Newell wants Steam to be more open with increased user input
Though Valve's Steam online retail service is currently the market leader, Valve founder Gabe Newell has a lengthy list of changes in store. In a talk at the University of Texas, Newell outlined a Steam more controlled by users than by Valve itself. Possible changes to the service include scrapping the current approval process, killing Steam Greenlight, and opening the storefront to more user-generated content.
"One of the worst characteristics of the current Steam system is that we've become a bottleneck. There's so much content coming at us that we just don't have enough time to turn the crank on the production process of getting something up on Steam. So whether we want to or not, we're creating artificial shelf space scarcity," explained Newell, according to a report by Gamasutra.
"Right now we have inside of Steam we have a dictatorship It's probably bad for the Steam community, in the long run, not to move to a different way of thinking about that. In other words, we should stop being a dictator and move towards much more participatory, peer-based methods of sanctioning player behavior," he said.
Newell wants to turn Steam into a distribution service that any person can use. Newell's idea for the future Steam includes user-driven curation on the storefront.
"So the right way to do that is to make Steam essentially a network API that anyone can call. Essentially, it's like, anyone can use Steam as a sort of a distribution and replication mechanism," said Newell.
"It's not us making a decision about what should or shouldn't be available. It's just, you want to use this distribution facility? It's there. And customers decide which things actually end up being pulled through. So Steam should stop being a curated process and start becoming a networking API."
"The stores instead should become user-generated content.
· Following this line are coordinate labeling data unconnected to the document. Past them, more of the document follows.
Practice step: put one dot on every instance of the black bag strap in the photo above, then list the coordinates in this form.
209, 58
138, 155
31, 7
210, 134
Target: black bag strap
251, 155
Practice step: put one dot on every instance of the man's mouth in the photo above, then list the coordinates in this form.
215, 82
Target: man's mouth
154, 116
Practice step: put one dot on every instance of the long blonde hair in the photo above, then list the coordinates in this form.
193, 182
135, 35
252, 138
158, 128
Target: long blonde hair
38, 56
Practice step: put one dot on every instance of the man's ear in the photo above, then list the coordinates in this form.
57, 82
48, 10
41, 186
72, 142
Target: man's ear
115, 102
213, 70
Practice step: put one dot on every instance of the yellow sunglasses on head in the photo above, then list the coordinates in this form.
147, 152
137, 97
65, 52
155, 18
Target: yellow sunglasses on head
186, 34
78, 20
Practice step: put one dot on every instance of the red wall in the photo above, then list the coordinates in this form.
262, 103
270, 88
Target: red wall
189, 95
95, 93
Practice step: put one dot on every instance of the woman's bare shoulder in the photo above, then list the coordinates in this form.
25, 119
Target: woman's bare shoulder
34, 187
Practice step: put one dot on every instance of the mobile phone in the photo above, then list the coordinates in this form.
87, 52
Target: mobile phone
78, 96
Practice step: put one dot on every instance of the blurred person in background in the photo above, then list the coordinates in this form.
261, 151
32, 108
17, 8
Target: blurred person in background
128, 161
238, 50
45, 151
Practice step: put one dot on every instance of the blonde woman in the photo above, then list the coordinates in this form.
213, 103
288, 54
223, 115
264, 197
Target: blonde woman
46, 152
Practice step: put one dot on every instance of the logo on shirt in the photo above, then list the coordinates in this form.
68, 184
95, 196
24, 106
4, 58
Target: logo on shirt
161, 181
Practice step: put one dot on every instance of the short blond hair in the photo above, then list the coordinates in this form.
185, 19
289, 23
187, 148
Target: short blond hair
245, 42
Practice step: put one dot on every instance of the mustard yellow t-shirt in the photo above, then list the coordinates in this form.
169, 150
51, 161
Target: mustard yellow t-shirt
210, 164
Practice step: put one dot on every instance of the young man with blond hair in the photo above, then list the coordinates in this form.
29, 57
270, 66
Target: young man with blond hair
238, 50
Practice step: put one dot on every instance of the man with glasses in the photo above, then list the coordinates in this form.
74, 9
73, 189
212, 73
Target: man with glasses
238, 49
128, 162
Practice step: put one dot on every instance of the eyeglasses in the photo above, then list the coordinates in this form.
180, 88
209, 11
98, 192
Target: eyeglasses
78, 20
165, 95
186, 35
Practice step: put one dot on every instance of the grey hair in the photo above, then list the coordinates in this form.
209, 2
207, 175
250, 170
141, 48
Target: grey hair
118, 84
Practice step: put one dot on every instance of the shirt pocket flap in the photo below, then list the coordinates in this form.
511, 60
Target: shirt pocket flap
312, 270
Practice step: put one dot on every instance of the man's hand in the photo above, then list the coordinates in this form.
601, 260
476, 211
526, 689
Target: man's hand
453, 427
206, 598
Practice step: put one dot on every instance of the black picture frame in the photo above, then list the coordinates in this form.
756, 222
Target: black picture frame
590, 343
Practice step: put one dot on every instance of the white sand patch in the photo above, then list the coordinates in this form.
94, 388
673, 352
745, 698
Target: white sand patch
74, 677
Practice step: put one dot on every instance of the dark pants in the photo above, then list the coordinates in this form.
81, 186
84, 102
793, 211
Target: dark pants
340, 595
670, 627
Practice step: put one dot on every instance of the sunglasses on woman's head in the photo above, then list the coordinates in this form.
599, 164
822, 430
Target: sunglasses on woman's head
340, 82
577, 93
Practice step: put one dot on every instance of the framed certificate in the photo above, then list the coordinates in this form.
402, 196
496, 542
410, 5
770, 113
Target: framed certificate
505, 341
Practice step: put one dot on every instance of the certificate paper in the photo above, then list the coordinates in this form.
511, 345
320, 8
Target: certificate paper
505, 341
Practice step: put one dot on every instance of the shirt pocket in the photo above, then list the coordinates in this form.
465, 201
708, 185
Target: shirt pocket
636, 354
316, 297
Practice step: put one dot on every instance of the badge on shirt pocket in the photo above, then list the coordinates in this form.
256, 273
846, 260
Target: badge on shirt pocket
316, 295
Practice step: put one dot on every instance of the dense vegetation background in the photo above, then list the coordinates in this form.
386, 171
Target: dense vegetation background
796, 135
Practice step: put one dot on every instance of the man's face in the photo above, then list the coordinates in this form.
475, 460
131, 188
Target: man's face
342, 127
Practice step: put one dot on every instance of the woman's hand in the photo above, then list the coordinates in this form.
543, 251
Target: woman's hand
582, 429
If a user can create his own store -- essentially add an editorial perspective and content on top of the purchase process -- then we've created a mechanism where everybody, in the same way we've seen a huge upsurge of user-generated content with hats, we think that there's a lot of aggregate value that can be created by allowing people to create stores."
Steam Greenlight was meant to put the power in the hands of users, but Newell admits the current implementation is working out.
"Greenlight is a bad example of an election process. We came to the conclusion pretty quickly that we could just do away with Greenlight completely, because it was a bottleneck rather than a way for people to communicate choice," he said.